This question is about solving a Rubik's cube using commutators and conjugates - it is a question about the group theory of the Rubik's cube, rather than a "how do I" kind of question.
This video gives a very helpful overview of how to use commutators and conjugates to solve Rubik's cubes and their larger versions.
When it comes to corner moves, the only commutators it describes are 3-cycles and orientation swaps. Both of these now seem very simple and intuitive to me.
However, sometimes my cube gets into a state where all corners are solved apart from two of them on the last face. These may be adjacent or opposite corners. The other six corners are all in the correct positions and oriented correctly, so I just need to swap the remaining two. The edges are solved only in one layer, as I generally solve the corners first.

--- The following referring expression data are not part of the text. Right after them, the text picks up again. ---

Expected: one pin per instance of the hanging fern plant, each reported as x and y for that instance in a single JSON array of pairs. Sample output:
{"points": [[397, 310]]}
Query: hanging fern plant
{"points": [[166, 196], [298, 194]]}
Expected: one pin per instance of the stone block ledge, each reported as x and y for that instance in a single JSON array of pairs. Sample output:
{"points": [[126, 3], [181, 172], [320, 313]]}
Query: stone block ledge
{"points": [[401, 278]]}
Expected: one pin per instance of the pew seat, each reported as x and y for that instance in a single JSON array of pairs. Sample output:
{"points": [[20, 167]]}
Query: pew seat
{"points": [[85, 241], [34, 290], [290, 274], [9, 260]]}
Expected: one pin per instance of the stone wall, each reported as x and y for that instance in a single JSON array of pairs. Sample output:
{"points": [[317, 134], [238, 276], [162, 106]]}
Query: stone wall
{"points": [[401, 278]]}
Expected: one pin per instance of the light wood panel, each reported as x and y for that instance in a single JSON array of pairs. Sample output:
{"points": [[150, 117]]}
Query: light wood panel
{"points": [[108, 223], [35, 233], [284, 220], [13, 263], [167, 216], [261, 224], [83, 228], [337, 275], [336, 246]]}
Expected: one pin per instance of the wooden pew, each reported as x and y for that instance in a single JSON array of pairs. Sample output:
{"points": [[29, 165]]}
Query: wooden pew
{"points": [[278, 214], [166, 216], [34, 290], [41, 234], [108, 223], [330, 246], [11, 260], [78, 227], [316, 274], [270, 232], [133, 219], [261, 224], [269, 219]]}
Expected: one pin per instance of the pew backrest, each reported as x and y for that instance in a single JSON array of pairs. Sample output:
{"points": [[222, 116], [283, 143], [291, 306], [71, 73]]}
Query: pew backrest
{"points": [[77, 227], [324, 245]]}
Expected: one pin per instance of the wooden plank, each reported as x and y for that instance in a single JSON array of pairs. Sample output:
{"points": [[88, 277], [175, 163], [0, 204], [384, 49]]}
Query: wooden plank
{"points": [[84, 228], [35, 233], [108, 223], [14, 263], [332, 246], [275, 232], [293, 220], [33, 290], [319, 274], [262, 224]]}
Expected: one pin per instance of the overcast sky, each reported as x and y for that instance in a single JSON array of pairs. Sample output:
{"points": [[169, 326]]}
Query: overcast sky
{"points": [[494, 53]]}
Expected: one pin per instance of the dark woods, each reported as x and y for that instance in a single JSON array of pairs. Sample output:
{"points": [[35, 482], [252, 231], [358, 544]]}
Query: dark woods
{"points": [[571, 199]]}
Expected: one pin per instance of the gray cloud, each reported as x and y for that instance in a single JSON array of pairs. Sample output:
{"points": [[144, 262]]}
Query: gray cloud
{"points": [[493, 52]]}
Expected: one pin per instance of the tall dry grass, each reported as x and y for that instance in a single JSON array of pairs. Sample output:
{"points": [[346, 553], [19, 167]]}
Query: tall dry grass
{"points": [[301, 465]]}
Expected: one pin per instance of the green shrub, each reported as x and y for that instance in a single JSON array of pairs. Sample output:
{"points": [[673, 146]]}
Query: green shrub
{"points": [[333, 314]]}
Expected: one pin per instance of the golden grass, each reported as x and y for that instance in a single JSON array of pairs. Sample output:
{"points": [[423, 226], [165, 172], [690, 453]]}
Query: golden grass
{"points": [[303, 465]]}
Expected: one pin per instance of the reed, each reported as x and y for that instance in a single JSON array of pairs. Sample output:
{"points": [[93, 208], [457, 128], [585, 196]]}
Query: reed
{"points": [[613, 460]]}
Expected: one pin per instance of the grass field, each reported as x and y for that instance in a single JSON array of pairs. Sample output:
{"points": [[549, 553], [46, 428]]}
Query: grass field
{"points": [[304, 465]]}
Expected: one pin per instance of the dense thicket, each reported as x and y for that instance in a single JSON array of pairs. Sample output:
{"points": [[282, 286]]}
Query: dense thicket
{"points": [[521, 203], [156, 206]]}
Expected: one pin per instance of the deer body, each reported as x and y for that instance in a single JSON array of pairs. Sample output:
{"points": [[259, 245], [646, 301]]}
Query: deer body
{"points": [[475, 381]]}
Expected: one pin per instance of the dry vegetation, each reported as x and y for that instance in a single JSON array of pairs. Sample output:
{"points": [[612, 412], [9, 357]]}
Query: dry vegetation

Swapping two corners doesn't fit the pattern of what can be done with commutators: a 3-cycle swaps the positions of three cubies, and an orientation swap changes the orientation of two, but I need to change the position of two.
I know that algorithms for this exist - one can be found here, for example - and I'm not asking for an algorithm in this question. Rather I would like to understand the following:
Can a corner swap be performed using commutators and conjugates only, or is it a "parity" case that requires a non-commutator move to accomplish?
If it can be done with commutators, is there a nice intuitive way that I could see how to create my own commutator to solve this case? I can now do this easily with 3-cycles and orientation swaps, but not with this kind of 2-cycle.
If it can't, is there some easy principle through which the parity can be removed? I mean something along the lines of the parities in the 4x4 cube (explained towards the end of the video above), where a single quarter-turn removes the parity, putting the cube into a state that can be solved with commutators and conjugates only, although it does take quite a few moves to do so. (I tried making a single quarter turn of my cube, but re-solving it with combinators just put it into the same state, of needing two corners to be swapped.)
(Note: my cube is a 4x4x4, but I'm solving the corners first, so I don't care about moving edges or even centres around. I had assumed the same situation could arise on all cubes if the edges aren't solved, but if this is wrong it would be interesting to know.)